QUI SPOGLIATOI: LE VOCI DEI PROTAGONISTI

Una partita dura, durissima. Ma proprio per questo una vittoria ancora più bella, non solo perchè arrivata in rimonta a tempo ormai scaduto.

Match winner e grande uomo del giorno, ovviamente Carlo Festuccia, il primo a commentare la partita negli spogliatoi. “Oggi siamo partiti abbastanza bene, poi abbiamo subito la difesa aggressiva del Firenze che non ci ha permesso di esprimere il nostro gioco – commenta il tallonatore abruzzese – E’ stata una battaglia, per fortuna alla fine l’abbiamo spuntata perché era importante vincere oggi. Contava il risultato, non lo spettacolo. L’ultima azione abbiamo deciso di provare a giocarci con la mischia chiusa la vittoria. Dopo aver fatto un paio di “pick and go” ho visto il palo che è la soluzione migliore perché ti nasconde al difensore. Ho preso il pallone ed è andata bene così”.

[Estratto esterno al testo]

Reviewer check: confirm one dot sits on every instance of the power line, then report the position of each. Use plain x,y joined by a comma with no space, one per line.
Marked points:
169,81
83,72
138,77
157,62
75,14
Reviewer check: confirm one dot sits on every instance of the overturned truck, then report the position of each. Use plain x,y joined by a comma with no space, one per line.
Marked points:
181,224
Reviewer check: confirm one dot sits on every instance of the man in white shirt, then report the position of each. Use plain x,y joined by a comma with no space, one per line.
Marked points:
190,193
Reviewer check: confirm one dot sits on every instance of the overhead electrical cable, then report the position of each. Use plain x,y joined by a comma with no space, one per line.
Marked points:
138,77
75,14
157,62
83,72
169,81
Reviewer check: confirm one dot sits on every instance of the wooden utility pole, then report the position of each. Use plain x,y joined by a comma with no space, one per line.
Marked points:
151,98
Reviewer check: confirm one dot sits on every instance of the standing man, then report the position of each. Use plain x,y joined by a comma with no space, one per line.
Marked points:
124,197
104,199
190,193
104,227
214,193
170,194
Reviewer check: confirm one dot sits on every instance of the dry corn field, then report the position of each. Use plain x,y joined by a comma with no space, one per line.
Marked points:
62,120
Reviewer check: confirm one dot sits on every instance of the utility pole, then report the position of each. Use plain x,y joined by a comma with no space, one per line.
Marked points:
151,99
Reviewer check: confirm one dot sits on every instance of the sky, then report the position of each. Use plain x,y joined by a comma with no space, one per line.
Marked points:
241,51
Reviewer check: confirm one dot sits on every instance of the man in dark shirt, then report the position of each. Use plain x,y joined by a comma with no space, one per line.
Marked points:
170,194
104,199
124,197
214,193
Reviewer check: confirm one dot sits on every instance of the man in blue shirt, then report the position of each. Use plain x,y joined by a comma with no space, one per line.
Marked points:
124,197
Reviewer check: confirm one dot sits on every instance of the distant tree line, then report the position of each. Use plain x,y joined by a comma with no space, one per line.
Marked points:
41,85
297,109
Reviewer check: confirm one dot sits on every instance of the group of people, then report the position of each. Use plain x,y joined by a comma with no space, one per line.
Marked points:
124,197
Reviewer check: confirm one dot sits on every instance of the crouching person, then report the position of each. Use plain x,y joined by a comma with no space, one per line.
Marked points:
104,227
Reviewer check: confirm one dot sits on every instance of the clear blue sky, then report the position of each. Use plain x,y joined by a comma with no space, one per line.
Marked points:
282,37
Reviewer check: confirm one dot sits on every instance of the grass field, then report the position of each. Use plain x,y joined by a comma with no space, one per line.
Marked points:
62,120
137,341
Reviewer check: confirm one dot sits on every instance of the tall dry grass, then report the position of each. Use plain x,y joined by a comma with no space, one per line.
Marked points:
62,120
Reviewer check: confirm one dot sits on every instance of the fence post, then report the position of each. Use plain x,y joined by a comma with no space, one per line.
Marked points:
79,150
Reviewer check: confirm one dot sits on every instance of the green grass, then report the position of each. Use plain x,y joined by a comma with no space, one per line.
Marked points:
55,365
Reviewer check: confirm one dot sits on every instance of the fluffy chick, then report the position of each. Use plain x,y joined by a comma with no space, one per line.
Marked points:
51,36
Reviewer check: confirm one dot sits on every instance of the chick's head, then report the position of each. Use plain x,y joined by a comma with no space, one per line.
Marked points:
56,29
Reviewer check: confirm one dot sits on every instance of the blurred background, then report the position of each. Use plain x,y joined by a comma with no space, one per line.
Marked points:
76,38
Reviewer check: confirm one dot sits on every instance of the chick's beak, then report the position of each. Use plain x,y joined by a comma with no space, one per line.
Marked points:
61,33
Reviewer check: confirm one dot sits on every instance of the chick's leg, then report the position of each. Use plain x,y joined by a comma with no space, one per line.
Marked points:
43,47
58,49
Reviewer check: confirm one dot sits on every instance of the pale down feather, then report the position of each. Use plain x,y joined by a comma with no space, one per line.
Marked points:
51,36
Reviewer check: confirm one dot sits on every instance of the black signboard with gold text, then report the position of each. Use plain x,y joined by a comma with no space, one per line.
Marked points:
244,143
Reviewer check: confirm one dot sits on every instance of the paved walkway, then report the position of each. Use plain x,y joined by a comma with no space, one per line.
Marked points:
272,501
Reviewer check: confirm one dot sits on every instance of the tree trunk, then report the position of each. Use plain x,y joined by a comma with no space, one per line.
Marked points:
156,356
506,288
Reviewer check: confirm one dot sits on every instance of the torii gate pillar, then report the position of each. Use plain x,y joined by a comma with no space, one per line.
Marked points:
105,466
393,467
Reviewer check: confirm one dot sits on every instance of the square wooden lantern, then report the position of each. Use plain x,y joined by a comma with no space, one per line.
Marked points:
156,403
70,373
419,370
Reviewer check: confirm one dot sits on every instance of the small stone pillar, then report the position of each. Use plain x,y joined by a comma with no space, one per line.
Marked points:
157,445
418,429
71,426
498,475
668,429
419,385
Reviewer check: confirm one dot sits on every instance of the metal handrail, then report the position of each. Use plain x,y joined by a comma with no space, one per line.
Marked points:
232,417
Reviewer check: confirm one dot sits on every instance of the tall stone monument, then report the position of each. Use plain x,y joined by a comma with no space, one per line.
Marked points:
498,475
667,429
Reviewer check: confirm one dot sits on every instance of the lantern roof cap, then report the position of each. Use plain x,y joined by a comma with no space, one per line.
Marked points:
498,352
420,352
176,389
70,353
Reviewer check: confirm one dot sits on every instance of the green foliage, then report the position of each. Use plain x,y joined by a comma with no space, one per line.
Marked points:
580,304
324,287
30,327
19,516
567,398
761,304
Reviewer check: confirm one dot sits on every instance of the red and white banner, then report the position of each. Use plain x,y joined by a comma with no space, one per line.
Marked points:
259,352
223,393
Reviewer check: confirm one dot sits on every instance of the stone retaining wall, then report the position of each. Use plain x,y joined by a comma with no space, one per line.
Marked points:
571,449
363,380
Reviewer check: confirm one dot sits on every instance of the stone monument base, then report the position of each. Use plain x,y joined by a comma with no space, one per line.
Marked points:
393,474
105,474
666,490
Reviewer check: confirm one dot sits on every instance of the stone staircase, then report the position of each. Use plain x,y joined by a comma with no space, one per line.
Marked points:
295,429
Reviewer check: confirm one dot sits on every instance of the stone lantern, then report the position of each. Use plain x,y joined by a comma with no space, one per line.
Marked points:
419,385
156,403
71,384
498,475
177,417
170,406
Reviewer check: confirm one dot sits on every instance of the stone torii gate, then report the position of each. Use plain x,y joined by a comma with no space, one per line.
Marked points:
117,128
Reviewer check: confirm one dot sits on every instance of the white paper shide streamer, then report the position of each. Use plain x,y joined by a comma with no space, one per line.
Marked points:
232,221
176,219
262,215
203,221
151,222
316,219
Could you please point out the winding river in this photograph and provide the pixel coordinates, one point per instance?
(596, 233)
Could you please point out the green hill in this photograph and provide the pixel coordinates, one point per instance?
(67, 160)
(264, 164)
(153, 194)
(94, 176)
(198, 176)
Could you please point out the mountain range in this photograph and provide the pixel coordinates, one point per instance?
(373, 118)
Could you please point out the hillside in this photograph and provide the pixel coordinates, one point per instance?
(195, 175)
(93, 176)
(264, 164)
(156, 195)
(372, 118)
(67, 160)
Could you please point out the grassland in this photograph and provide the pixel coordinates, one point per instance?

“Sapevamo che con Firenze sarebbe stata dura – aggiunge coach Roberto ManghiLoro hanno difeso bene, ci hanno sempre chiuso senza darci la possibilità di trovare spazi. Sono contento che i ragazzi fino all’ultimo ci abbiano creduto. Meglio vincere all’ultimo minuto che perdere. Con loro oltretutto è già la seconda volta che ci capita di vincere in extremis.
Detto questo, abbiamo commesso tanti errori, da lunedì in allenamento cerchiamo di rimetterci a posto. Forse è la prima volta quest’anno che non siamo riusciti a imporci col gioco. Nel finale, siamo stati otto minuti sulla linea di meta, l’esperienza di Festuccia è stata decisiva. Lui si è messo a diposizione, nel momento in cui Enrico (Manghi, ndr) si è infortunato. Lo ha fatto con qualità ed esperienza. Carlo è un bravissimo ragazzo, in campo e fuori”.

Standing ovation anche per Davide Rimpelli, premiato a fine gara col Man of the match: ““E stata una partita molto difficile. Abbiamo giocato contro una delle migliori difese del campionato. Loro sono molto fisici. Rispetto agli anni scorsi quando una partita del genere l’avemmo sicuramente persa, quest’anno siamo riusciti all’ultimo minuto a portare a casa il risultato. Importante per il morale e per la classifica. E’ la prima volta che prendo il “Man of the match” nella mia carriera: sono molto contento anche perchè partendo dalla panchina sono riuscito a dare un supporto importante alla squadra nel momento del bisogno”.